I also look up to people such as Bill Gates and Mark Zuckerberg. I see what they’ve done and what they did to get to where they are, which kind of set my mindset for the business.
BBG: You speak to a lot of young people and to other young entrepreneurs. What is the question they always ask most?
Jaylen: The number one question is, “How much do you make and how much are you worth?” That’s one of the questions I get asked the most.
My answer to that is after that whole situation happened two years ago, and it immediately blew up because of numbers, I went back to my team and we basically tore up the entire company and did a full rebranding to get rid of that entity.
I live by the mantra kind of followed by Zuckerberg and Bill Gates. If I focus on changing lives now, and do that because I love it, then the money will come. But I’m not worried about that.
My true net worth is the number of lives I’ve changed not the financial aspects of my life.
BBG: How did you deal with the media attention when the story was going around about your net worth? Did it change how you interacted with your peers?
Jaylen: I go to a public high school so everything that happens in the media they hear about it. They come to me asking me about it. I was in an AT&T commercial that aired. It’s been airing since January, but it aired on the last four episodes of Empire. So every kid in my school saw it.
BBG: Do you have a regular teenage life, or do you work all the time?
Jaylen: The first interview I ever did was with a guy named Tim Ezell. He asked, “What are your friends doing while you’re here?” I said, “Usually I’m working and they’re outside riding their bikes.”
That was my life getting to this point. I actually met with my mentor, who is the CEO of Schnucks Markets back in the Midwest, and he asked me if I had friends. I’m like yeah, of course. He asked, “Do you have a girlfriend?” I’m like no, I don’t have one.
He gave me four tickets to a Cardinals game, second row seat behind home plate. He said, “Take a friend; have him bring a girlfriend. You find a female friend to take with you.” He said, “You’ll learn as an entrepreneur in order to succeed especially in corporate America, you have to be well-rounded. You have to have friends who are there for you.”
BBG: You’re already doing grownup things like running a business and having to manage your time so that you can still be successful in school. Now, you’re trying to fit in a social life. How do you balance it all?
Jaylen: Let’s say that I am dating now. That’s the big thing. I wasn’t doing that because I didn’t have time, but I was also afraid of people. The interview went out, and people want to get with you for the wrong reasons.
It’s also amazing that even though I’m doing what school prepares you for, you would be surprised about how many letters I get in the mail that they’re sending me to family court because I’m missing so much school. It’s an interesting transition. It’s interesting kind of dance between what I should be doing and what they want me to do.
BBG: You’ll be a senior in the fall, and people go to college to learn how to start a business, but you’ve done that. You have a 4.0 GPA, so do you still plan on attending college?

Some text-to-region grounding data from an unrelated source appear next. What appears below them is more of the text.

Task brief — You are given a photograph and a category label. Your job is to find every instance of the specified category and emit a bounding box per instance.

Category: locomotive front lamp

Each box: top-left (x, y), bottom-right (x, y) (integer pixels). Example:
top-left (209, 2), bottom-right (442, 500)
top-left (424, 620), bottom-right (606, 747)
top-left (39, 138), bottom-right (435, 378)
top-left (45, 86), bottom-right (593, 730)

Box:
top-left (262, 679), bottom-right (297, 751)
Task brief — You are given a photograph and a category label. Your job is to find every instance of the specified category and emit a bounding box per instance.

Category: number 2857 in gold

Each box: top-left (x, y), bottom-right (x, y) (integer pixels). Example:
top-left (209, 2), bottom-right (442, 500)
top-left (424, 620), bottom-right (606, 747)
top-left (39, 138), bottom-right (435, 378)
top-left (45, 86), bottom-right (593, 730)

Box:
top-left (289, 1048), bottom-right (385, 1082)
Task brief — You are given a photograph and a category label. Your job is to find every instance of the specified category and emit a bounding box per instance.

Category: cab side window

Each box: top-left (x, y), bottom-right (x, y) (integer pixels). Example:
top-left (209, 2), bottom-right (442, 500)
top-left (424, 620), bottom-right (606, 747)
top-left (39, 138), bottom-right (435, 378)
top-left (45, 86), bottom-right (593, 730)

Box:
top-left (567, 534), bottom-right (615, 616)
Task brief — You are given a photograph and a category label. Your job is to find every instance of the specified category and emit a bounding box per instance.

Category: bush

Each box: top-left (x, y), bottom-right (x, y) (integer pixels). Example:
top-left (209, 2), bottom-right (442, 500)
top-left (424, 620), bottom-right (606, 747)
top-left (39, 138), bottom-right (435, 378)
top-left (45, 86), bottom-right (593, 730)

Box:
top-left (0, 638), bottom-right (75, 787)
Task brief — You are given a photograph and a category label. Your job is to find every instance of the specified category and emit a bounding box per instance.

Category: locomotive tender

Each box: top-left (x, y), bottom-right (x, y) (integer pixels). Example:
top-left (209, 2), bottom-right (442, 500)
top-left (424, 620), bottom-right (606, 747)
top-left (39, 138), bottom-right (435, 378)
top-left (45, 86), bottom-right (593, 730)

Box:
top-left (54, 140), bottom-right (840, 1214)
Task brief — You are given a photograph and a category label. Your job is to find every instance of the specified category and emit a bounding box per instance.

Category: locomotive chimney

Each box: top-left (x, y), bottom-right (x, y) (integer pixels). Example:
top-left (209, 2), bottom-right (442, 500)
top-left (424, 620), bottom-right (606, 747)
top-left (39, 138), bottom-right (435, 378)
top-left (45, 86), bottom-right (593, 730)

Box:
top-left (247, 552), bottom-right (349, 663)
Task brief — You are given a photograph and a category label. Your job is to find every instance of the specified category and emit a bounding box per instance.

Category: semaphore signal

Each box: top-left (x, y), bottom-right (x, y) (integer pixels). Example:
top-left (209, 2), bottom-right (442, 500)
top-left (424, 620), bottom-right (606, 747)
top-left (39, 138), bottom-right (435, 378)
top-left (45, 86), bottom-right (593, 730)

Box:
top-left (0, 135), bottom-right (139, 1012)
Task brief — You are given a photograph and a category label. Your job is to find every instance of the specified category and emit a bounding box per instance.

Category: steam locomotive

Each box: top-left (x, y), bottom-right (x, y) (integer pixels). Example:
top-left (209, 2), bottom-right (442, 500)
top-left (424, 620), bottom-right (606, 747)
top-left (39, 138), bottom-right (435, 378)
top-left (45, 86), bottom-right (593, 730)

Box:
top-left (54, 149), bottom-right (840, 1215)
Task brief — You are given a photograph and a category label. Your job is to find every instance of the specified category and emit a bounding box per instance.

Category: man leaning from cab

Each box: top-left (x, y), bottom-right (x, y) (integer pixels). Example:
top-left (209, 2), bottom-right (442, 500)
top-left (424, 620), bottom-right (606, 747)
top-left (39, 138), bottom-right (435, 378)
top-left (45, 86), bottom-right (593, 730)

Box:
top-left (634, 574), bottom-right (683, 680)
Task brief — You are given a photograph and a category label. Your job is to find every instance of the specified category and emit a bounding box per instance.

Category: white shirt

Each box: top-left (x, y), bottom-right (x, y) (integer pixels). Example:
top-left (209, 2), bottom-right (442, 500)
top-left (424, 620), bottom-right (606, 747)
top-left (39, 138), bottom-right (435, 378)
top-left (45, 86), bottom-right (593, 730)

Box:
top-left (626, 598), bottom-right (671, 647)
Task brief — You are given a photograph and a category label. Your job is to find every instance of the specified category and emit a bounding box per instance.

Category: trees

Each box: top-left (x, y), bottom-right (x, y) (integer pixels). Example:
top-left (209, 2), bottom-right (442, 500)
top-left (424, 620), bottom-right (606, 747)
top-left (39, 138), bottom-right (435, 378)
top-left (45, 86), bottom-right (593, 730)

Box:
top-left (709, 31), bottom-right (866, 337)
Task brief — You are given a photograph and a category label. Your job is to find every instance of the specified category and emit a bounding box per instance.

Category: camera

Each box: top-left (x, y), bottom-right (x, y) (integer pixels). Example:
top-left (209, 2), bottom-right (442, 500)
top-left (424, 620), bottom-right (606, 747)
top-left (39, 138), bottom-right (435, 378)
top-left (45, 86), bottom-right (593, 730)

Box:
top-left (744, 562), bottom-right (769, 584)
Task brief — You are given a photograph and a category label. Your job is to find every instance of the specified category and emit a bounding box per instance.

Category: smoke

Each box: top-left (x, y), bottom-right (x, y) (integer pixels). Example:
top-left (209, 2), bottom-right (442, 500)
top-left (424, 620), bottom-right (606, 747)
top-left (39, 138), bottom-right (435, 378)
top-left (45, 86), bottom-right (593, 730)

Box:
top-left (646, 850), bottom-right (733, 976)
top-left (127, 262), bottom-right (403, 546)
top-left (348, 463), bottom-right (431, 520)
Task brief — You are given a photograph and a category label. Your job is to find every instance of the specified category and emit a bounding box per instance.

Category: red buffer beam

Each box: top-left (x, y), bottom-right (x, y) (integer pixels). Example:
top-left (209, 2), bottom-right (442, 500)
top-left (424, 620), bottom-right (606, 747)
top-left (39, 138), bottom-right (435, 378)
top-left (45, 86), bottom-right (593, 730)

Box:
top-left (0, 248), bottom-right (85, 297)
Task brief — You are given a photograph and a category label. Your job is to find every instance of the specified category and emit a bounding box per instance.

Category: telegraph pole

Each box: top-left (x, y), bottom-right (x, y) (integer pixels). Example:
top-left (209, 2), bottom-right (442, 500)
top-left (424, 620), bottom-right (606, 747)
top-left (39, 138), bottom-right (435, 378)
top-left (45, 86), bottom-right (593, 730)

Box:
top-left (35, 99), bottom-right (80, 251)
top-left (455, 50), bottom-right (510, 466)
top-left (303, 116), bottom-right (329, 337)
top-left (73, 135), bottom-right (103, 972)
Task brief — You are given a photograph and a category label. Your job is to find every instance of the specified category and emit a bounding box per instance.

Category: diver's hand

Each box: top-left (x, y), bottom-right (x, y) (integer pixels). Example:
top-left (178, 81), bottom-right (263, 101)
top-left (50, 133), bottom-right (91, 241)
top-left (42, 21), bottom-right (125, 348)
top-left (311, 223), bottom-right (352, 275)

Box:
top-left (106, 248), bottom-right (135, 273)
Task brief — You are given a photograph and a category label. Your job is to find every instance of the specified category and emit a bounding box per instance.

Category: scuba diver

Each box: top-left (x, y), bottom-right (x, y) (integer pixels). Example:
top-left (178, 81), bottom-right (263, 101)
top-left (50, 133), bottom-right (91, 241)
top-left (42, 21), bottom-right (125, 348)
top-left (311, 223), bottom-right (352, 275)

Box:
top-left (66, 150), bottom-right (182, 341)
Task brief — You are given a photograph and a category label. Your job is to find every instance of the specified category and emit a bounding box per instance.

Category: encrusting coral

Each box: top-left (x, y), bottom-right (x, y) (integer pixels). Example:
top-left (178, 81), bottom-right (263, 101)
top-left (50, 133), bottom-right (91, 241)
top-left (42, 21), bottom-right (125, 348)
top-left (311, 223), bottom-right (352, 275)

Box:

Jaylen: I actually want to go to Stanford. Until last summer, I was always a Harvard guy. But I went [the Stanford], and I fell in love with the campus; fell in love with the community there and the whole vibe on the campus. I do plan on going to college. If everything works out how I want it to, I will be going to Stanford.
BBG: When I was 17 I wasn’t nearly as together as you are. It’s amazing.
Jaylen: A lot of my friends have regular jobs, and they’re working part time, or working for minimum wage. It’s just crazy like looking at it. I could imagine working for someone else, but I couldn’t work ffor McDonald’s or something like that.
I like to get out and do things in an innovative way, and I can’t really innovate making burgers.